The President of the GJA Roland Affail Monney, think accusing of stakeholders in the media space will not commit to the conversation of Ghana’s press freedom recommendation.
Mr. Monney said, “he thinks when we were declared the best in Africa, all of us received the credit. So he thinks collectively we should work towards addressing the issues raised in the report. We will be hesitant to point accusing fingers at one institution alone.”
Ghana has been ranked 60th in the world on the press freedom ranking released by the Reporters Without Borders, from an initial 30th position.
Ghana has also recorded its worst ranking on the African continent this year, moving from 3rd to 10th in Africa.
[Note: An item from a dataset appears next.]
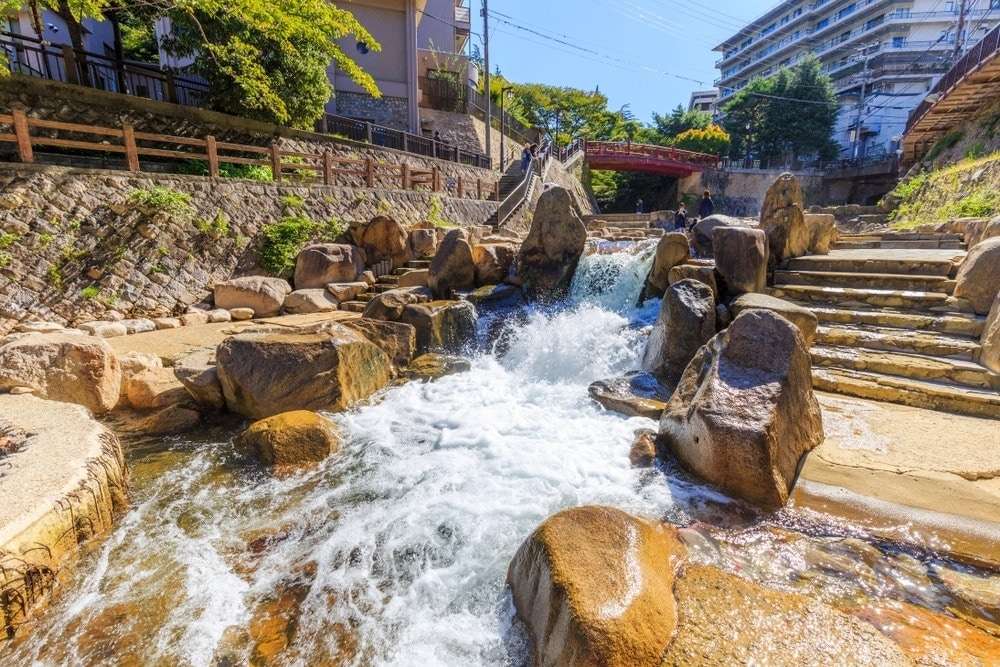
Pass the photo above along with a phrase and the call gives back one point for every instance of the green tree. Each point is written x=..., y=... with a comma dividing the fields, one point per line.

This is Ghana’s lowest ever ranking in almost two decades after it ranked 66th and 67th in 2005 and 2002, respectively.
The latest report is out of 180 countries assessed, with Ghana recording a decline in its indicative points from 78.67 percent to 67.43 compared to last year.
Also, Mr. Monney added that government and journalists should also support changing the negative narrative than blaming security agencies for failing to protect the lives of media practitioners in the country.
Finally, he said, “he believes that we know the high-handedness of the security agencies and arresting some journalists but media must push against these infractions because it doesn’t take the government alone.”